A three-day rally faded on Wall Street Friday after a mixed jobs report and credit-rating cuts for Italy and Spain.
Indexes drifted between gains and losses in the morning, then turned lower after the Fitch agency cut Spain and Italy’s credit ratings, saying they are more likely to default because of the spreading debt crisis in Europe.
The Dow Jones industrial average fell 34 points, or 0.3 percent, to 11,089 at 12:45 p.m. Eastern time. Financial stocks led the Dow lower.
Broader indexes fell even more. The Standard & Poor’s 500 index lost 10, or 0.9 percent, to 1,155. The Nasdaq composite index fell 32, or 1.3 percent, to 2,474.
U.S. employers added 103,000 jobs last month, about double what economists had expected, the Labor Department said earlier Friday. The government also said more jobs were added in July and August than previously reported. Economists said the report countered short-term fears that the U.S. might be entering another recession. Yet it offered few signs that strong growth will return soon.
Traders bought companies expected to do well even in a slow economy. Utilities, consumer staples and telecommunications rose the most of the S&P’s 10 industry groups.
The gains in hiring weren’t enough to lower the unemployment rate, which remained steady at 9.1 percent for the third straight month. Traders watch the employment report closely because it provides the first significant snapshot of the previous month’s economic performance and clues to the broader outlook for the U.S. economy.
The report led traders to sell ultra-safe investments that earn small returns such as U.S. Treasurys. Minutes after the report came out, the yield on the 10-year Treasury note rose to 2.11 percent from 1.98 percent. It fell back to 2.06 percent after the rating cuts renewed some fears about Europe.
The monthly jobs report is one of the few pieces of data powerful enough to overshadow traders’ fears about Europe’s festering debt crisis. Markets gyrated this summer as concerns intensified about a default by Greece. Many analysts now believe a default is unavoidable, and question whether Europe can prevent it from causing financial markets to seize up.
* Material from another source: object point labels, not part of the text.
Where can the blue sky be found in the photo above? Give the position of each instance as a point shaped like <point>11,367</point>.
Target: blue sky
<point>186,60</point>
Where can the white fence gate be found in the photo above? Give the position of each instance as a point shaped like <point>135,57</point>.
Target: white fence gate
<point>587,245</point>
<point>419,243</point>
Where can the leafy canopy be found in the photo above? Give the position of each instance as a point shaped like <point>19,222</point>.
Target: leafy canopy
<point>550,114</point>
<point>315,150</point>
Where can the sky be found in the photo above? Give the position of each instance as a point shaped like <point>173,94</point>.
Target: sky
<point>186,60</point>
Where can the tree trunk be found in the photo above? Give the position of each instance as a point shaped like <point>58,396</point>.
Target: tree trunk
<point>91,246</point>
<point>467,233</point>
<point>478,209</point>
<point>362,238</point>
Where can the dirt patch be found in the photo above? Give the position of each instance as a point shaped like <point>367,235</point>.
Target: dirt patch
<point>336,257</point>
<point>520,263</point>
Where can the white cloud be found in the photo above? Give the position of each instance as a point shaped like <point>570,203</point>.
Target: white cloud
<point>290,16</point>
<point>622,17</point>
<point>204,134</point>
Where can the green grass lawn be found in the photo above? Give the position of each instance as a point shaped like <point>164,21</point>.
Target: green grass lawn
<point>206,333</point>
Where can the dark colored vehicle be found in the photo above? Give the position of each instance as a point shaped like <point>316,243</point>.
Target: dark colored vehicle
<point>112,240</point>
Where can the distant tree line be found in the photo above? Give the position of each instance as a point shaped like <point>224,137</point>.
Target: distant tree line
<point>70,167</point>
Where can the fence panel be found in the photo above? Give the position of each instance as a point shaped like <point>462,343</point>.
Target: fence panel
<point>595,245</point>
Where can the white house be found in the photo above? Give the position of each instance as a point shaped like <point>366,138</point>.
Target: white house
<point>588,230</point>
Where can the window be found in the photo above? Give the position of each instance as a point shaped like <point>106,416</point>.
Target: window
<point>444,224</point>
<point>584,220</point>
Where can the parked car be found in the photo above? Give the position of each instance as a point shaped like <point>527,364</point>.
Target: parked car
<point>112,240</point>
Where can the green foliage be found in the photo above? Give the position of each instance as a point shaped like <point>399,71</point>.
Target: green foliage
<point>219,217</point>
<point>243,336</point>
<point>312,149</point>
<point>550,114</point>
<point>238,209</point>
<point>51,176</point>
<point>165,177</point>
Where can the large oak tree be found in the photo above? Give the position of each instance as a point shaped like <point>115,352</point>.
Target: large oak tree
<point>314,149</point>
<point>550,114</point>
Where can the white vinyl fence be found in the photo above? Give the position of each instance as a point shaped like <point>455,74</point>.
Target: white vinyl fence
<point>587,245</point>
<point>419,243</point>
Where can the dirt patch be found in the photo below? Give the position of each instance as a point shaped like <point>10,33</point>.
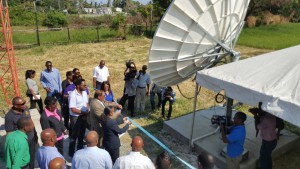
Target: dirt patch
<point>87,56</point>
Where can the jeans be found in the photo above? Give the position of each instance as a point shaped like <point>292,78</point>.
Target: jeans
<point>130,103</point>
<point>163,107</point>
<point>114,153</point>
<point>78,125</point>
<point>152,99</point>
<point>57,96</point>
<point>98,85</point>
<point>140,99</point>
<point>60,146</point>
<point>33,103</point>
<point>266,153</point>
<point>66,114</point>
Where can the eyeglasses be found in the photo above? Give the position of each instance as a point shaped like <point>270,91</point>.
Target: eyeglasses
<point>21,104</point>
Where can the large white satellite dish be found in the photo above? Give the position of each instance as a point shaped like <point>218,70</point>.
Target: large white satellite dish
<point>194,35</point>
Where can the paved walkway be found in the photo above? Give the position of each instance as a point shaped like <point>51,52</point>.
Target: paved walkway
<point>36,120</point>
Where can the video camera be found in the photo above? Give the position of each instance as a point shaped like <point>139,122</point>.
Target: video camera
<point>129,64</point>
<point>132,70</point>
<point>224,120</point>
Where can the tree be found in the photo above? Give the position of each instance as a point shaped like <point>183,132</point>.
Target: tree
<point>117,3</point>
<point>160,7</point>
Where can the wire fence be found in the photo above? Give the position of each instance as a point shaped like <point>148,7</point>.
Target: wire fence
<point>28,37</point>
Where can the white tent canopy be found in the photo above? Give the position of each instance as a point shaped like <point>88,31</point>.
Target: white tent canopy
<point>272,78</point>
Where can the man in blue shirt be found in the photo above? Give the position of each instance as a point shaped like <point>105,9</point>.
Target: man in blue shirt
<point>48,151</point>
<point>235,140</point>
<point>51,81</point>
<point>91,156</point>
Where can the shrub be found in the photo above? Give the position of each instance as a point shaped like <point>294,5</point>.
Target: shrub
<point>251,21</point>
<point>55,19</point>
<point>21,16</point>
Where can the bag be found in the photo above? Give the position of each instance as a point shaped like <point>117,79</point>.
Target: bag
<point>279,123</point>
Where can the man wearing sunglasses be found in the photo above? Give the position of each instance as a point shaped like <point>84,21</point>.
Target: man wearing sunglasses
<point>19,110</point>
<point>51,81</point>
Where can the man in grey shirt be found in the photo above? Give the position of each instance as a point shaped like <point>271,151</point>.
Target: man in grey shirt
<point>91,156</point>
<point>142,89</point>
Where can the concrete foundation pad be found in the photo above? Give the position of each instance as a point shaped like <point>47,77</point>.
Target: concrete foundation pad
<point>211,142</point>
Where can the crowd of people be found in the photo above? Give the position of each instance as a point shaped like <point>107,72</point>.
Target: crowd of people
<point>101,116</point>
<point>68,109</point>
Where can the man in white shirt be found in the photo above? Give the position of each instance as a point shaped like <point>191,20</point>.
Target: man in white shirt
<point>79,108</point>
<point>91,157</point>
<point>134,160</point>
<point>48,151</point>
<point>142,89</point>
<point>100,75</point>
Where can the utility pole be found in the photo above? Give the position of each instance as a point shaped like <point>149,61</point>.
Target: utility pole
<point>36,25</point>
<point>58,1</point>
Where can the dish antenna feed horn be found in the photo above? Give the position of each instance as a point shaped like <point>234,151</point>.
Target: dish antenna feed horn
<point>194,35</point>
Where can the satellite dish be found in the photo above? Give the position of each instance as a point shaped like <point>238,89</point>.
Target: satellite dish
<point>194,35</point>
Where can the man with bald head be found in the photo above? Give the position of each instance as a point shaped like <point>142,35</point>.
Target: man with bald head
<point>97,105</point>
<point>134,159</point>
<point>16,146</point>
<point>48,151</point>
<point>91,156</point>
<point>57,163</point>
<point>100,75</point>
<point>19,110</point>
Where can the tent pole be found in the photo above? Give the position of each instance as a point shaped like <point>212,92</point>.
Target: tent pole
<point>194,113</point>
<point>229,107</point>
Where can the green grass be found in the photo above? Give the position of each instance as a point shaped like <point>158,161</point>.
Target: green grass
<point>271,37</point>
<point>61,36</point>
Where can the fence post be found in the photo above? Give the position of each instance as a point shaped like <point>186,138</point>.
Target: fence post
<point>69,38</point>
<point>98,38</point>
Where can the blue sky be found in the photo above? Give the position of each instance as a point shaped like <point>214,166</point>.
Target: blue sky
<point>105,1</point>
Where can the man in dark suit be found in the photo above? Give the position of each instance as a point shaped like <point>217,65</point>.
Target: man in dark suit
<point>97,105</point>
<point>18,111</point>
<point>111,132</point>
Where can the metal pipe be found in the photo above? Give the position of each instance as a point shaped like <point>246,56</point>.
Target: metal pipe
<point>194,114</point>
<point>206,135</point>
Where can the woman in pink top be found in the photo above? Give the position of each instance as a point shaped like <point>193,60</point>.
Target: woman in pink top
<point>267,127</point>
<point>51,118</point>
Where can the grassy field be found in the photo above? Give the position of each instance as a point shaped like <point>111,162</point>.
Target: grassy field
<point>116,53</point>
<point>271,37</point>
<point>27,36</point>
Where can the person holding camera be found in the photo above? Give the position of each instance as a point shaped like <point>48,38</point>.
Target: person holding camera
<point>142,89</point>
<point>155,90</point>
<point>167,95</point>
<point>130,86</point>
<point>100,75</point>
<point>235,139</point>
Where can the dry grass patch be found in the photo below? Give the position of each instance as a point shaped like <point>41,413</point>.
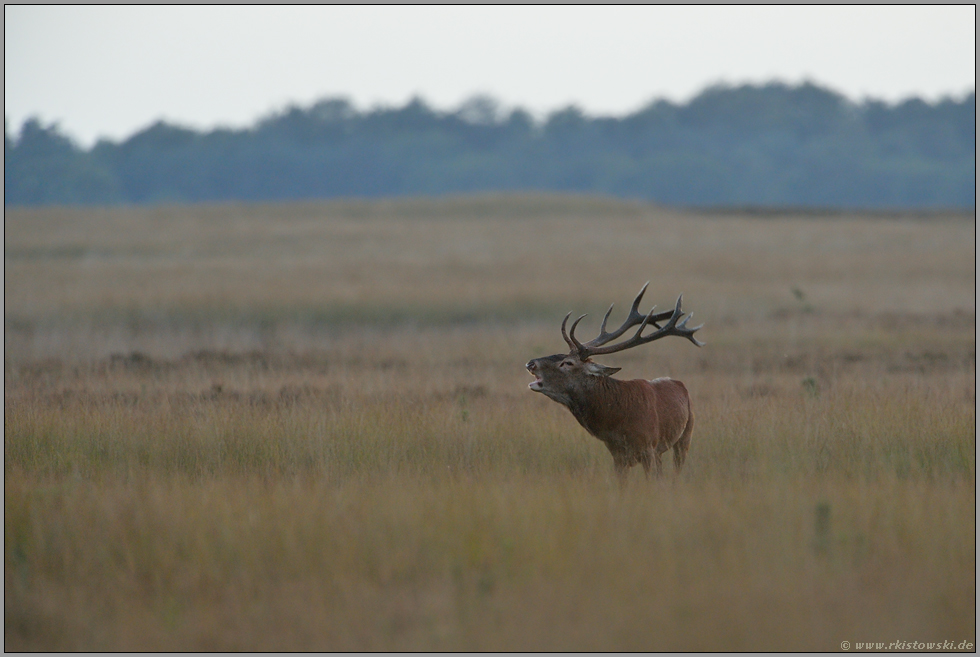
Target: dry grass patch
<point>306,427</point>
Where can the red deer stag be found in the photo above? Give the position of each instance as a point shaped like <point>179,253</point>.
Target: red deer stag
<point>637,420</point>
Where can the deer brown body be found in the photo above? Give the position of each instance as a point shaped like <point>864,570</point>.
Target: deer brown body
<point>637,420</point>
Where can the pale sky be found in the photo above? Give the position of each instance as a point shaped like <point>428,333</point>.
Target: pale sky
<point>110,71</point>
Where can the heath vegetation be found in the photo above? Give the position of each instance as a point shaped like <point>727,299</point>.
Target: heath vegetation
<point>307,427</point>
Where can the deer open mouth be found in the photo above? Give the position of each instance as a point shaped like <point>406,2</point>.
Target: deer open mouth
<point>538,382</point>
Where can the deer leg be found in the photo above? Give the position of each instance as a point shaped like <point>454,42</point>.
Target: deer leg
<point>647,462</point>
<point>683,444</point>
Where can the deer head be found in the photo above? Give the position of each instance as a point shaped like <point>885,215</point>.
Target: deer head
<point>564,377</point>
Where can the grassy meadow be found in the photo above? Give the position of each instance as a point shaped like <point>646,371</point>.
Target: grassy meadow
<point>307,427</point>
Short-term traders have reacted strongly to minor European developments, rumors and speculation. The Dow has closed up or down more than 100 points for nine straight trading days, the longest such streak since November 2008, in the middle of the financial crisis. The Dow soared 468 points, or 4.4 percent, Tuesday through Thursday.
Makers of high-tech lap equipment skidded after Illumina Inc. withdrew its annual earnings forecast, saying demand from government and academic customers had decreased in the slowing economy. Illumina lost one-third of its value. PerkinElmer Inc. plunged 9 percent; Thermo Fisher Inc. and Agilent Technologies Inc. lost 7 percent.
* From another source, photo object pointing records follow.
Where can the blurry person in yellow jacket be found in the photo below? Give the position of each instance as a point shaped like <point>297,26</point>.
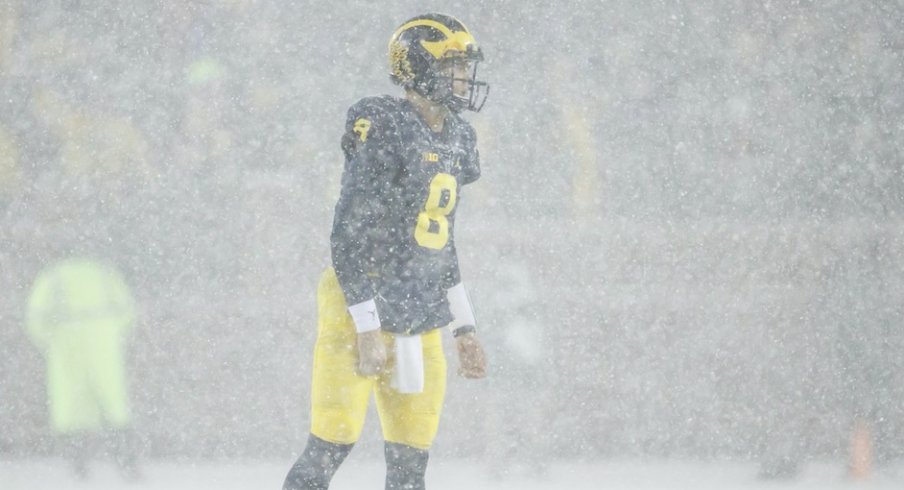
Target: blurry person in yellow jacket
<point>78,314</point>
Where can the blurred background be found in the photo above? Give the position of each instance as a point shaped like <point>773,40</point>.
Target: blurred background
<point>687,241</point>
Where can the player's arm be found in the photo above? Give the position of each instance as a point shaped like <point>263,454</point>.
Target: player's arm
<point>471,357</point>
<point>358,229</point>
<point>470,167</point>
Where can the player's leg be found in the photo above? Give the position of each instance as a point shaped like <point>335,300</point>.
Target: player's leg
<point>317,464</point>
<point>338,395</point>
<point>410,421</point>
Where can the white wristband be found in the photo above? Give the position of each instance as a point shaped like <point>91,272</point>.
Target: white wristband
<point>460,306</point>
<point>365,316</point>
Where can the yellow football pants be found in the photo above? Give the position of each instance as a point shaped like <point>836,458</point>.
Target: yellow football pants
<point>339,396</point>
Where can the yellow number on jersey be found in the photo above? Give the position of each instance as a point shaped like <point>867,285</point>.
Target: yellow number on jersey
<point>435,212</point>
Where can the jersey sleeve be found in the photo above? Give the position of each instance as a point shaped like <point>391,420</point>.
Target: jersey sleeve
<point>371,148</point>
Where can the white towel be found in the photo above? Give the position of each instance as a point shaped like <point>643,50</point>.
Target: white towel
<point>408,373</point>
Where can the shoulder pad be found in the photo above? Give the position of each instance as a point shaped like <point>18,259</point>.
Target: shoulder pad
<point>373,118</point>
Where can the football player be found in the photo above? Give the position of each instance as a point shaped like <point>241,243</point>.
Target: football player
<point>395,277</point>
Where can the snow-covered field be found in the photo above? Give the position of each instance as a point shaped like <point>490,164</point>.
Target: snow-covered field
<point>450,474</point>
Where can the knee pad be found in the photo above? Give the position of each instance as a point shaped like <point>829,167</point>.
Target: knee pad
<point>406,467</point>
<point>316,465</point>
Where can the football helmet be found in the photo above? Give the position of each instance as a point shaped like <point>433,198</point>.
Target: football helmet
<point>422,52</point>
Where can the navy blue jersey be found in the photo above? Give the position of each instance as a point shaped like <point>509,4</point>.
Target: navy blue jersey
<point>393,229</point>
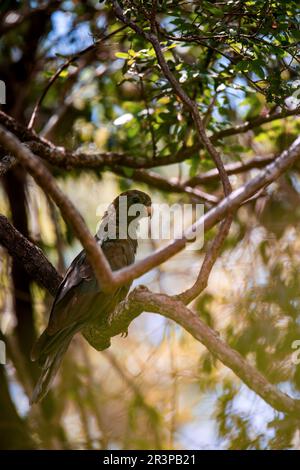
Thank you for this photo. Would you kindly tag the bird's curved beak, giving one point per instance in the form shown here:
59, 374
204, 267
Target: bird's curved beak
149, 211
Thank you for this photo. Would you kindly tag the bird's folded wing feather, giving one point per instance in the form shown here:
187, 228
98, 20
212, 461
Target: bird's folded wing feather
79, 292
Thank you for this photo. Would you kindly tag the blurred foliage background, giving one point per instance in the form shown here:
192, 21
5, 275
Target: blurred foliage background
158, 388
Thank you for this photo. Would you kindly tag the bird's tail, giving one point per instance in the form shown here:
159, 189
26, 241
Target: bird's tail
49, 351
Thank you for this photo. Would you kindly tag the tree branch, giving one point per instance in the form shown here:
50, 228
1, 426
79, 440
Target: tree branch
46, 181
32, 257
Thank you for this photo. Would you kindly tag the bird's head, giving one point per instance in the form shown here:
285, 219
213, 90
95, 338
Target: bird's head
122, 217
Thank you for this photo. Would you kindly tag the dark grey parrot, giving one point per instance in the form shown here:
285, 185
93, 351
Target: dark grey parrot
80, 302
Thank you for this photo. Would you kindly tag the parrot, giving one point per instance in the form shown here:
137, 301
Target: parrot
80, 302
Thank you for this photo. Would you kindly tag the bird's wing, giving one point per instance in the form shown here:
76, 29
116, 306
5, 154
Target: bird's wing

Sprint Nextel Inc. plunged 8 percent after the company said it needs to borrow money to build out a new high-speed data network. It had risen sharply earlier in the day after the company said its new deal to sell Apple Inc.’s iPhone will add to its revenue in the coming quarters.
Clearwire Corp. plummeted 26 percent after Sprint said it would stop selling phones that work on the company’s network at the end of next year. Sprint is building its own high-speed wireless network.
Bank of America Corp. plunged 5 percent, the most in the Dow, after weeks of sharp movements caused by concerns about legal costs the bank faces over shoddy mortgages that it sold.
J.P. Morgan Chase & Co. lost 3 percent. Financial stocks have been extremely volatile because of fears that Europe’s problems could spill over in the U.S. banking industry.